Forum Discussion

jethro_106302's avatar
jethro_106302
Icon for Nimbostratus rankNimbostratus
Apr 08, 2009

source port collision when using snatpool

Hi,

 

I'm having the problem described in https://support.f5.com/kb/en-us/solutions/public/5000/000/sol5089a.html for a few applications based on a half^H^H^Homebaked protocol I'm loadbalancing with bigip.

 

Theses requests have no kind of session, typically last no more than half a second, and clients run on windows systems (through citrix), hence rely on Microsoft source port selection algorithm which is incremental and by default uses the range 1024-5000 if I'm not mistaken. Servers run windows OS as well, and have the default TIME_WAIT setup.

 

On these bigip, I also loadbalance quite a number of applications not suffering from this problem. This is a one armed bandit loadbalancing setup, hence the need for snat to make sure the bigip sees the replies.

 

Users started complaining about failed connection attempts to the VIP for that protocol, and after investigation we noticed that sometimes, different client systems might connect to the VIP using the same source port, and get snat'ed using the same snat IP (thanks to the client source port selection algorithm by MS). In such cases the first connection is OK, and other connections fail until the TIME_WAIT state is over for the first SNATIP:sport->NODEIP:dport socket registered on the node. (this is all described in SOL5089).

 

We tried using bigger snatpools, but still run into the problem occasionally. I know I have to options to make sure this wont happen again:

 

1/ change the architecture, and have the servers use the F5 as the default route, to avoid the need for snat pools. This isn't likely to occur if we can have other options because management staff doesn't like the idea of modifying the architecture for this critical pair of bigip.

 

2/ apply the workaround described in SOL5089 which I think will severely impact my ability to debug problems at the network level when needed.
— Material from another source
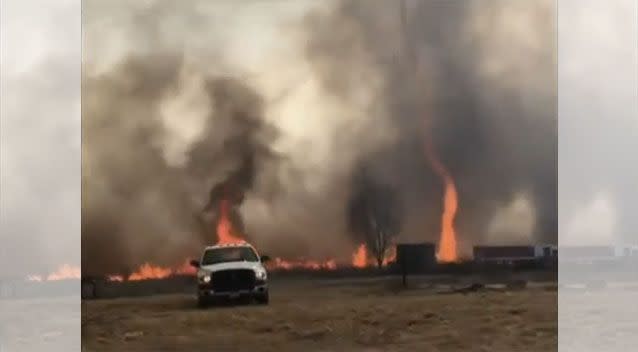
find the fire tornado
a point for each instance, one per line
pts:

For the moment, I can easily make a link between client->F5 and F5->node flows because source port is preserved.

 

3/ lower the TIME_WAIT timer.

 

Other options I imagined are the following:

 

3/ use iRule to assign specific snatpools for different kind of clients connecting to this VIP based on info I can extract from the protocol (I'm already doing some kind of X-Forwarded-for for this traffic, and know there are fields I can base my decision on to pick a snatpool).

 

4/ Have the client application pick random ports, which would lower the probability of source port collision, but not make it disappear.

 

I'm looking for advice here. Am I right about 2/ or is it still easy to make the link using ISN and TCP seqnum? (I quite doubt that but would like to be proven wrong :p) Can I use iRules to do something similar to TM.PreserveClientPort = disable only for a given number of VIP in case I'm right about 2/?

 

I hope my post is clear, feel free to ask for further information if needed, and thanks in advance for your inputs.

 

regards

2 Replies

  • I just read about the new translate iRule command from v10, would this help in such a case? Does it work on a per VS basis or not?
  • Hi,

     

     

    Your iRule idea of using different snatpools based on something in the protocol sounds pretty good. I don't know that your 2 would be that bad, I don't usually have to go to the level of matching up flows by ephemeral port, but I see your point. I don't think an iRule can manipulate db commands though.

     

     

    Denny